Started business after serving in WWII

Phil Chess was born Fiszel Czyz in Motol, Poland, on April 5, 1921. He changed his name to Phil Chess after the family immigrated to the U.S.

Phil served in the Army for three and a half years during World War II. When he returned home, he joined his brother working the bar and later forming Chess Records.

For the next 19 years, they recorded a staggering lineup of America’s greatest blues, RB and rock ‘n’ roll musicians out of a two-story building at 2120 S. Michigan Avenue, which still stands.

They focused on everything from jazz saxophone, minimalist blues and the seeds of rock ‘n’ roll through artists like Ike Turner, whose Chess Records tune Rocket 88 is considered by some to be the first rock song.

Keith Richards called 2120 S. Michigan Ave. “hallowed ground”; it’s where the Rolling Stones in 1964 recorded It’s All Over Now, their first No. 1 hit.

“Neither played an instrument.

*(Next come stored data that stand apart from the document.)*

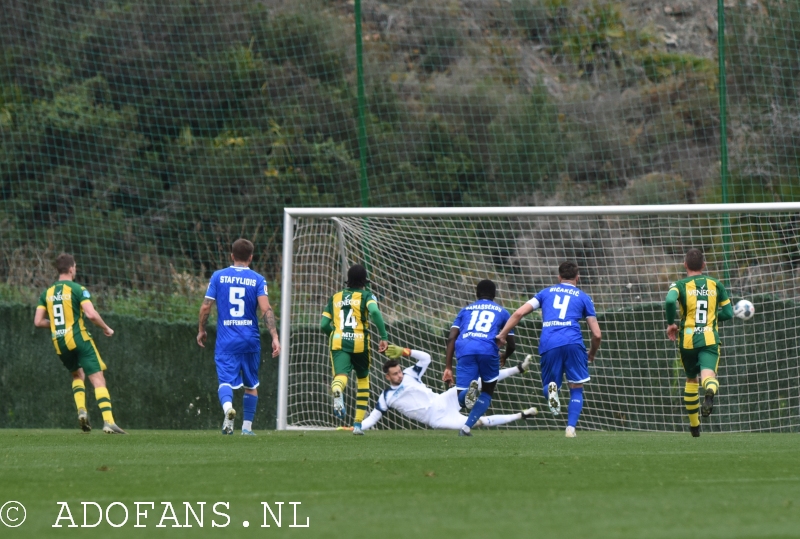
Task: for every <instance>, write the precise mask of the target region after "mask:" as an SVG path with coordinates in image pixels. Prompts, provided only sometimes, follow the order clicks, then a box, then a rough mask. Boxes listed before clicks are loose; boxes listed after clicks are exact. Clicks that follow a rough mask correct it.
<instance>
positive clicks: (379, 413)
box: [361, 408, 383, 430]
mask: <svg viewBox="0 0 800 539" xmlns="http://www.w3.org/2000/svg"><path fill="white" fill-rule="evenodd" d="M382 417H383V414H382V413H381V411H380V410H378V409H377V408H373V409H372V412H370V414H369V415H368V416H367V417H366V419H364V421H362V422H361V430H367V429H371V428H372V427H374V426H375V425H376V424H377V423H378V421H380V420H381V418H382Z"/></svg>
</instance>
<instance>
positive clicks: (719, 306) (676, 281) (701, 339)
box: [669, 275, 731, 350]
mask: <svg viewBox="0 0 800 539" xmlns="http://www.w3.org/2000/svg"><path fill="white" fill-rule="evenodd" d="M669 290H670V292H671V291H673V290H675V291H676V292H677V293H678V306H679V307H680V317H681V322H680V332H679V339H678V341H679V342H680V347H681V348H683V349H685V350H691V349H694V348H702V347H704V346H710V345H712V344H719V333H718V332H717V311H718V310H719V309H722V307H724V306H725V305H728V304H729V303H730V302H731V300H730V298H729V297H728V292H727V290H725V287H724V286H723V285H722V283H721V282H719V281H718V280H717V279H715V278H713V277H710V276H708V275H693V276H691V277H686V278H684V279H681V280H680V281H676V282H674V283H672V284H671V285H670V287H669Z"/></svg>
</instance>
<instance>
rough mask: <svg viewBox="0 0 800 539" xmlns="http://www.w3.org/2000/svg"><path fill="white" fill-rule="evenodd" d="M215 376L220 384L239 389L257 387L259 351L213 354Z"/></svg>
mask: <svg viewBox="0 0 800 539" xmlns="http://www.w3.org/2000/svg"><path fill="white" fill-rule="evenodd" d="M214 362H215V363H216V364H217V378H219V385H220V386H230V387H232V388H233V389H239V388H240V387H242V386H244V387H245V388H246V389H255V388H257V387H258V366H259V365H260V364H261V352H253V353H250V354H215V355H214Z"/></svg>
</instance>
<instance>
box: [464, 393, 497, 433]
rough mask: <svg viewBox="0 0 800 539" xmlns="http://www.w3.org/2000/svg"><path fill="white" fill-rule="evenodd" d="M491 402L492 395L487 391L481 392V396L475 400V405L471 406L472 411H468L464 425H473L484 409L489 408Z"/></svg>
mask: <svg viewBox="0 0 800 539" xmlns="http://www.w3.org/2000/svg"><path fill="white" fill-rule="evenodd" d="M491 403H492V396H491V395H489V394H488V393H481V396H480V397H478V400H477V401H475V406H473V407H472V411H471V412H470V413H469V417H468V418H467V424H466V425H465V426H466V427H469V428H472V427H474V426H475V423H477V422H478V420H479V419H480V418H481V416H482V415H483V414H485V413H486V410H488V409H489V405H490V404H491Z"/></svg>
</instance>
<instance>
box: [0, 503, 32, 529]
mask: <svg viewBox="0 0 800 539" xmlns="http://www.w3.org/2000/svg"><path fill="white" fill-rule="evenodd" d="M26 516H27V513H26V512H25V506H24V505H22V504H21V503H19V502H6V503H4V504H3V507H0V522H2V523H3V524H5V525H6V526H7V527H9V528H16V527H17V526H21V525H22V523H23V522H25V517H26Z"/></svg>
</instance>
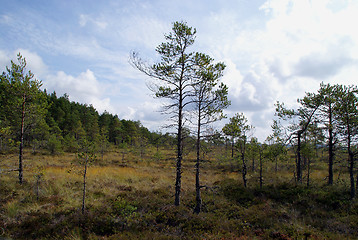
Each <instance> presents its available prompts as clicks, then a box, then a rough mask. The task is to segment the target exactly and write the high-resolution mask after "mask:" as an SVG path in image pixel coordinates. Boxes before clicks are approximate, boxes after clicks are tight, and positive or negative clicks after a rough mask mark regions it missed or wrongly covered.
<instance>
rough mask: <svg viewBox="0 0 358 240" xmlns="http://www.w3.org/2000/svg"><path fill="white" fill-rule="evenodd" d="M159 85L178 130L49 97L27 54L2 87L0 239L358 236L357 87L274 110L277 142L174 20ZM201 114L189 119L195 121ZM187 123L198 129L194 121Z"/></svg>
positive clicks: (234, 237)
mask: <svg viewBox="0 0 358 240" xmlns="http://www.w3.org/2000/svg"><path fill="white" fill-rule="evenodd" d="M172 30H173V31H172V32H171V33H170V34H168V35H167V36H166V40H167V42H165V43H163V44H161V45H160V46H159V47H158V48H157V51H158V53H159V54H160V55H161V56H162V59H161V62H159V63H155V64H153V65H151V64H147V63H145V62H143V61H142V60H141V59H140V58H139V57H138V55H137V54H136V53H133V55H132V59H131V61H132V64H133V66H134V67H136V68H137V69H139V70H140V71H142V72H144V73H145V74H147V75H149V76H150V77H152V78H153V79H154V80H155V82H153V84H152V87H151V89H152V90H153V91H154V92H155V93H156V97H158V98H167V99H169V100H170V101H171V102H170V103H169V104H168V105H166V106H165V108H164V109H163V111H164V112H166V113H168V114H169V116H170V118H171V120H172V121H173V122H172V123H173V124H172V125H173V126H175V128H176V130H177V132H176V133H175V134H169V133H161V132H150V131H149V130H148V129H147V128H146V127H144V126H143V125H142V124H141V123H140V122H139V121H131V120H124V119H119V118H118V116H117V115H113V114H111V113H108V112H104V113H102V114H99V113H98V112H97V111H96V109H95V108H93V106H91V105H86V104H79V103H75V102H71V101H70V100H69V96H67V95H64V96H60V97H58V96H57V95H56V93H55V92H53V93H47V92H46V90H44V91H43V90H41V89H40V88H41V81H39V80H36V79H34V75H33V74H32V73H31V72H30V71H27V70H26V60H25V59H24V58H23V57H22V56H21V54H19V55H18V62H13V61H11V66H10V67H8V68H7V69H6V72H4V73H3V74H2V75H1V78H0V80H1V81H0V104H1V109H0V154H1V155H0V158H1V161H0V236H1V237H6V238H10V239H340V238H341V239H356V238H358V230H357V229H358V202H357V198H356V192H357V188H358V171H357V166H356V165H357V141H358V137H357V129H358V110H357V107H358V105H357V104H358V103H357V102H358V101H357V88H356V87H355V86H342V85H329V84H323V83H322V84H321V86H320V89H319V90H318V91H317V92H315V93H306V95H305V96H304V98H302V99H299V100H298V103H299V107H298V108H297V109H289V108H287V107H286V106H285V105H284V103H280V102H277V104H276V116H275V119H274V120H273V123H272V134H271V135H270V136H268V137H267V139H266V140H265V141H264V142H259V141H258V140H257V138H255V136H254V135H253V131H252V130H253V129H254V126H252V125H251V124H250V123H249V122H248V120H247V118H246V117H245V115H244V113H237V114H235V115H234V116H233V117H232V118H230V119H229V121H228V123H227V124H226V125H225V126H224V128H223V129H213V128H210V127H209V126H211V125H210V123H212V122H215V121H218V120H220V119H222V118H223V117H224V115H223V112H222V110H223V109H224V108H225V107H227V106H228V105H229V104H230V102H229V100H228V99H227V93H228V89H227V87H226V86H225V85H223V84H222V83H221V82H220V78H221V76H222V71H223V70H224V68H225V65H224V64H223V63H218V64H214V63H213V59H211V58H210V57H209V56H207V55H205V54H202V53H195V52H188V50H187V49H188V47H190V45H192V44H193V43H194V40H195V33H196V30H195V29H192V28H190V27H188V26H187V25H186V24H185V23H183V22H176V23H174V24H173V29H172ZM188 116H190V119H189V118H187V117H188ZM188 123H189V124H188Z"/></svg>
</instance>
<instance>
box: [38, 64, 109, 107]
mask: <svg viewBox="0 0 358 240" xmlns="http://www.w3.org/2000/svg"><path fill="white" fill-rule="evenodd" d="M44 88H46V89H47V90H48V91H49V92H51V91H56V93H57V94H58V95H63V94H65V93H67V94H68V95H69V97H70V99H71V101H75V102H80V103H83V104H92V105H93V106H94V107H95V108H96V109H97V110H98V111H99V112H103V111H104V110H107V111H109V112H113V111H114V109H113V107H112V106H111V102H110V99H109V98H108V97H103V93H104V92H105V89H106V88H105V87H104V86H103V85H101V83H100V82H99V81H98V80H97V79H96V77H95V75H94V73H93V72H92V71H91V70H89V69H87V71H86V72H82V73H80V74H79V75H78V76H76V77H74V76H71V75H68V74H66V73H65V72H63V71H59V72H57V74H56V75H49V76H47V77H46V80H44Z"/></svg>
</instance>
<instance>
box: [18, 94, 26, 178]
mask: <svg viewBox="0 0 358 240" xmlns="http://www.w3.org/2000/svg"><path fill="white" fill-rule="evenodd" d="M25 103H26V97H25V96H24V97H23V102H22V109H21V129H20V151H19V183H20V184H22V183H23V177H24V176H23V164H22V159H23V148H24V124H25Z"/></svg>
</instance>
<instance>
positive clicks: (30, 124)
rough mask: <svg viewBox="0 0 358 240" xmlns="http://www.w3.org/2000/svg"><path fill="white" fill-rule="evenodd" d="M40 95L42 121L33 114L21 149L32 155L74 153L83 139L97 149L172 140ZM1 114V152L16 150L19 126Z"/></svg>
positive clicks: (126, 145) (104, 116)
mask: <svg viewBox="0 0 358 240" xmlns="http://www.w3.org/2000/svg"><path fill="white" fill-rule="evenodd" d="M41 94H43V95H44V96H43V98H42V100H41V101H42V104H43V105H46V109H45V114H44V118H43V119H39V118H40V117H41V115H36V116H35V115H32V116H31V118H28V119H27V121H26V126H25V129H24V146H25V147H31V148H32V149H33V152H34V153H35V152H36V151H38V150H39V149H48V150H49V151H50V152H51V153H52V154H58V153H61V152H64V151H66V152H77V151H78V149H79V147H80V146H79V143H80V141H81V140H82V139H87V140H89V141H91V142H94V143H96V146H97V148H98V150H100V149H101V150H103V149H108V148H109V147H110V145H116V146H119V147H126V146H139V145H141V146H145V145H148V144H151V145H154V146H157V145H158V146H163V145H164V143H166V144H170V142H172V141H173V139H174V137H173V136H172V135H170V134H168V133H166V134H162V133H160V132H151V131H149V130H148V129H147V128H146V127H144V126H143V125H142V124H141V122H140V121H132V120H125V119H119V117H118V116H117V115H113V114H111V113H108V112H106V111H105V112H103V113H102V114H99V113H98V111H97V110H96V109H95V108H94V107H93V106H92V105H88V104H81V103H78V102H73V101H70V100H69V96H68V95H67V94H64V95H63V96H61V97H58V96H57V95H56V92H53V93H51V94H48V93H47V92H46V90H45V91H43V93H41ZM4 97H6V96H4ZM2 106H4V105H2ZM0 111H1V113H0V114H1V115H2V116H3V118H2V120H1V122H0V126H1V135H0V136H1V137H0V153H8V152H12V151H17V150H18V143H17V142H18V141H19V138H20V128H19V127H18V126H19V125H17V124H16V125H12V124H10V119H9V120H6V119H7V118H6V115H7V111H6V108H5V107H2V108H1V110H0Z"/></svg>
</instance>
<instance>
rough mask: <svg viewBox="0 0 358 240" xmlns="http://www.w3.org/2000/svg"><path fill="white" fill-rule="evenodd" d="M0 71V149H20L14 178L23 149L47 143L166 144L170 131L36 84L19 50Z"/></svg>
mask: <svg viewBox="0 0 358 240" xmlns="http://www.w3.org/2000/svg"><path fill="white" fill-rule="evenodd" d="M17 60H18V61H17V62H15V61H11V66H10V67H6V71H4V72H3V73H2V74H1V75H0V105H1V108H0V153H1V154H5V153H10V152H14V151H16V150H17V149H18V150H19V168H18V169H17V170H18V171H19V182H20V183H22V181H23V166H22V163H23V161H22V159H23V149H24V148H25V147H28V148H31V149H32V151H33V153H36V152H37V151H39V150H40V149H47V150H48V151H49V152H50V153H51V154H58V153H61V152H63V151H66V152H77V151H79V149H80V148H81V142H83V141H84V140H86V141H89V142H92V143H94V144H95V146H96V149H97V151H98V152H102V154H103V152H104V151H106V150H107V149H109V147H110V146H117V147H126V146H139V145H140V146H143V145H149V144H151V145H155V146H157V147H158V146H159V145H160V146H163V145H167V146H169V145H170V143H171V142H172V141H173V136H172V135H170V134H168V133H166V134H162V133H160V132H151V131H149V130H148V129H147V128H146V127H144V126H143V125H142V124H141V123H140V121H132V120H125V119H119V117H118V116H117V115H113V114H111V113H108V112H106V111H105V112H104V113H102V114H99V113H98V112H97V110H96V109H95V108H94V107H93V106H92V105H87V104H80V103H77V102H73V101H70V99H69V96H68V95H67V94H65V95H63V96H61V97H58V96H57V95H56V92H53V93H50V94H49V93H47V92H46V90H41V87H42V82H41V81H39V80H37V79H35V77H34V74H33V73H32V72H31V71H28V70H27V69H26V65H27V63H26V59H25V58H24V57H23V56H22V55H21V53H19V54H18V55H17Z"/></svg>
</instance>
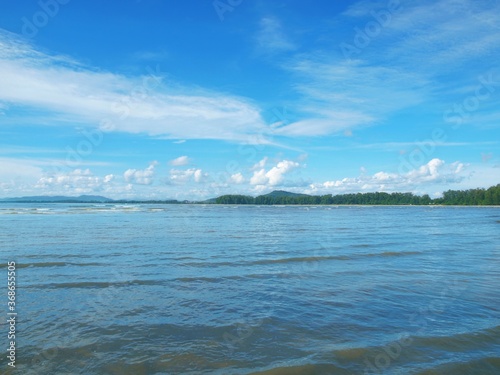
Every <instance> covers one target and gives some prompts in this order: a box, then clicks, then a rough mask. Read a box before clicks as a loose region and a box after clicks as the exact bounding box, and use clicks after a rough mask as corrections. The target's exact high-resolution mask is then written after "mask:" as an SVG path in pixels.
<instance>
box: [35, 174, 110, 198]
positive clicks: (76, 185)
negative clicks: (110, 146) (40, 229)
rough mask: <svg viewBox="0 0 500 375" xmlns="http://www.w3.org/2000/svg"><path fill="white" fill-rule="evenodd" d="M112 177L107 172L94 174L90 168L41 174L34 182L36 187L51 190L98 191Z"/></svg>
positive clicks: (70, 190)
mask: <svg viewBox="0 0 500 375" xmlns="http://www.w3.org/2000/svg"><path fill="white" fill-rule="evenodd" d="M113 179H114V175H112V174H109V175H106V176H104V177H98V176H94V174H93V173H92V172H91V171H90V169H75V170H73V171H71V172H68V173H57V174H53V175H47V176H43V177H41V178H39V179H38V181H37V183H36V184H35V188H37V189H50V190H51V191H69V192H72V193H89V192H94V191H100V190H102V188H103V187H105V185H106V184H109V183H110V182H111V181H112V180H113Z"/></svg>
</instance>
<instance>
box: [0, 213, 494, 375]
mask: <svg viewBox="0 0 500 375" xmlns="http://www.w3.org/2000/svg"><path fill="white" fill-rule="evenodd" d="M0 244H1V246H0V257H1V258H0V262H1V263H2V271H1V273H2V274H3V275H4V276H2V279H4V280H6V278H7V262H8V261H15V262H16V263H17V288H18V289H17V292H18V294H17V300H16V303H17V312H18V317H17V319H18V322H17V327H16V328H17V332H16V339H17V342H16V345H17V362H16V365H17V367H16V369H15V371H11V370H10V369H9V367H8V366H7V362H8V360H7V359H6V358H5V356H4V358H2V359H1V366H2V367H1V371H3V372H5V373H12V374H23V375H24V374H134V375H136V374H253V373H260V372H263V373H265V374H378V373H380V374H499V373H500V208H489V207H326V206H319V207H282V206H280V207H258V206H239V207H234V206H211V205H208V206H202V205H137V206H133V205H132V206H120V205H92V204H87V205H86V204H68V205H66V204H56V205H53V204H52V205H51V204H39V205H28V204H17V205H14V204H3V205H0ZM4 284H5V286H4V290H5V292H4V293H2V295H3V296H4V297H3V299H4V302H2V304H1V305H2V306H4V308H3V310H4V311H5V313H6V312H7V307H6V305H7V293H6V291H7V282H6V281H5V282H4ZM5 313H4V312H1V311H0V322H1V323H2V325H1V328H2V331H3V332H4V333H3V334H1V336H0V337H2V339H1V340H0V342H2V343H3V346H5V349H7V348H8V346H7V329H8V328H7V324H6V314H5ZM4 352H6V351H4Z"/></svg>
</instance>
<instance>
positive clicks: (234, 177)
mask: <svg viewBox="0 0 500 375" xmlns="http://www.w3.org/2000/svg"><path fill="white" fill-rule="evenodd" d="M231 182H233V183H235V184H242V183H244V182H245V177H243V175H242V174H241V173H235V174H233V175H231Z"/></svg>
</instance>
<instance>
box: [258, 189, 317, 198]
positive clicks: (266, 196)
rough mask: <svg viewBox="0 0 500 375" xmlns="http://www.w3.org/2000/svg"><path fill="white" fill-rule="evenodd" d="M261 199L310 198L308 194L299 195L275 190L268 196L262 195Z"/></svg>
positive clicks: (267, 194)
mask: <svg viewBox="0 0 500 375" xmlns="http://www.w3.org/2000/svg"><path fill="white" fill-rule="evenodd" d="M261 197H273V198H280V197H293V198H296V197H310V195H308V194H298V193H290V192H289V191H284V190H274V191H272V192H270V193H268V194H264V195H261Z"/></svg>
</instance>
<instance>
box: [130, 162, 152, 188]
mask: <svg viewBox="0 0 500 375" xmlns="http://www.w3.org/2000/svg"><path fill="white" fill-rule="evenodd" d="M157 164H158V162H156V161H154V162H152V163H151V164H150V165H149V167H147V168H146V169H142V170H141V169H127V170H126V171H125V173H124V174H123V177H124V178H125V181H127V182H131V183H136V184H139V185H151V184H152V183H153V177H154V174H155V166H156V165H157Z"/></svg>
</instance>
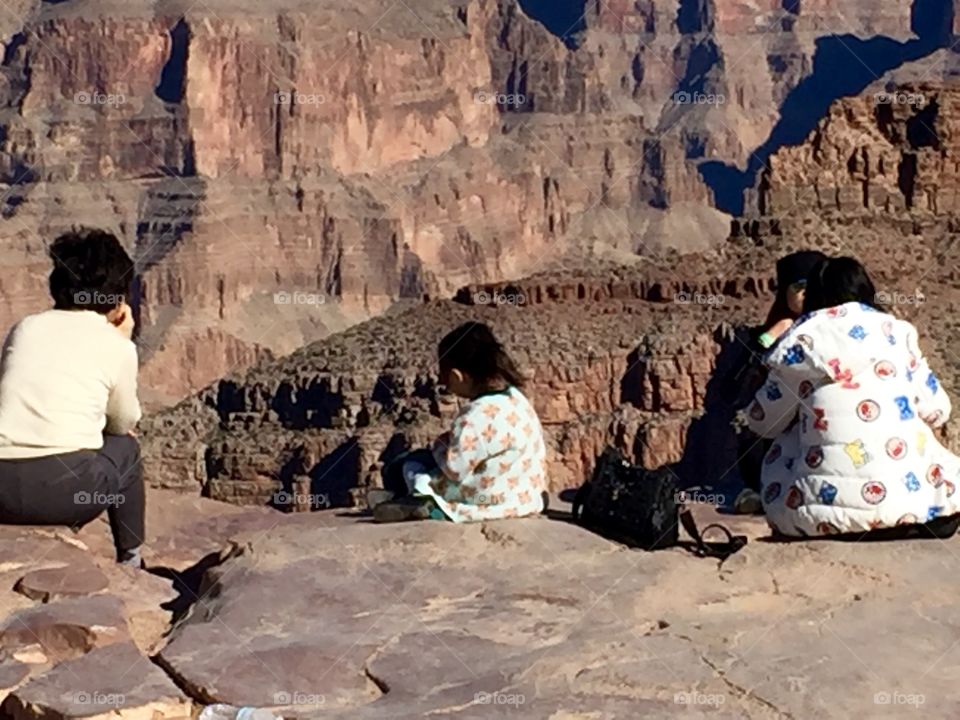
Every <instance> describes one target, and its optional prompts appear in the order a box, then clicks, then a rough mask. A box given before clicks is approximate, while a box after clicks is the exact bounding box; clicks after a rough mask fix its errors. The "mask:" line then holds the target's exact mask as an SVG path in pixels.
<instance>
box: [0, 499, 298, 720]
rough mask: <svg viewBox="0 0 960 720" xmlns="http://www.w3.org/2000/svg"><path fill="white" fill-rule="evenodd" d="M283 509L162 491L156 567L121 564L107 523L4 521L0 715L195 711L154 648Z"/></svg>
mask: <svg viewBox="0 0 960 720" xmlns="http://www.w3.org/2000/svg"><path fill="white" fill-rule="evenodd" d="M274 517H282V516H280V515H279V514H278V513H274V512H272V511H269V510H266V509H250V510H245V511H244V510H238V509H236V508H233V507H230V506H227V505H223V504H221V503H214V502H211V501H207V500H201V499H199V498H188V497H185V496H182V495H176V494H170V493H163V492H151V493H149V495H148V549H147V551H146V557H147V561H148V563H149V565H150V567H151V572H150V573H147V572H143V571H140V570H135V569H133V568H124V567H120V566H117V565H116V564H115V562H114V560H113V550H112V544H111V541H110V535H109V528H108V526H107V523H106V521H105V520H98V521H96V522H94V523H92V524H90V525H88V526H87V527H85V528H83V529H82V530H80V531H79V532H76V533H75V532H72V531H71V530H69V529H67V528H39V527H11V526H4V527H0V717H3V718H13V719H14V720H27V719H30V720H36V719H39V718H44V719H49V718H79V717H85V718H90V717H93V718H104V719H106V718H125V719H129V720H141V719H142V720H161V719H164V720H165V719H167V718H170V719H171V720H173V719H176V720H186V719H187V718H190V717H191V713H192V711H193V706H192V701H191V699H190V698H188V697H187V696H185V695H184V693H183V692H182V691H181V690H180V689H179V688H178V687H177V686H176V685H175V684H174V683H173V682H172V681H171V679H170V677H169V676H168V675H167V674H166V673H164V672H163V671H162V670H161V669H160V668H158V667H157V665H156V664H155V663H154V662H153V661H152V660H151V657H153V656H154V655H155V654H156V653H157V652H158V651H159V650H160V649H161V648H162V647H163V645H164V644H165V643H166V635H167V633H168V632H169V629H170V626H171V624H172V622H173V621H174V620H175V619H176V618H177V617H179V616H180V615H181V614H182V613H183V612H184V611H185V610H186V609H187V607H189V605H190V604H191V603H193V602H194V600H195V598H196V593H197V591H198V588H199V584H200V578H201V577H202V574H203V572H204V571H205V569H206V568H207V567H210V566H212V565H215V564H217V563H218V562H220V559H221V553H225V554H226V553H229V550H230V547H231V546H230V544H229V542H228V539H229V537H230V536H231V535H232V534H234V533H237V532H239V531H240V529H241V528H245V529H248V530H250V529H253V528H257V527H263V528H269V527H271V526H272V525H273V524H274V523H275V520H274V519H273V518H274ZM224 556H225V555H224Z"/></svg>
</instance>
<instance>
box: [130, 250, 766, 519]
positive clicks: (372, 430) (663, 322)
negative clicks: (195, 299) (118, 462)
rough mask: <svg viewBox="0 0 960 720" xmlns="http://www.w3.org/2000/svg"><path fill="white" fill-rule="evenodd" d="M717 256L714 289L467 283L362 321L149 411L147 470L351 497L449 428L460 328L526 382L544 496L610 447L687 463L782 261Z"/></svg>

Neither had even a bent for music,” author Nadine Cohodas wrote of the Chess brothers in her 2000 book Spinning Blues into Gold: The Chess Brothers and the Legendary Chess Records. “But they were entrepreneurs, and through the indigenous sounds of America — blues and its progeny, Jazz, rock and roll, and soul — they found their fortune.”

Leonard died of a heart attack in 1969. That same year, Chess Records was sold and Phil moved to Arizona, where he worked in radio.

Leonard was inducted into the Rock and Roll Hall of Fame in 1987 and both brothers are in the Blues Hall of Fame.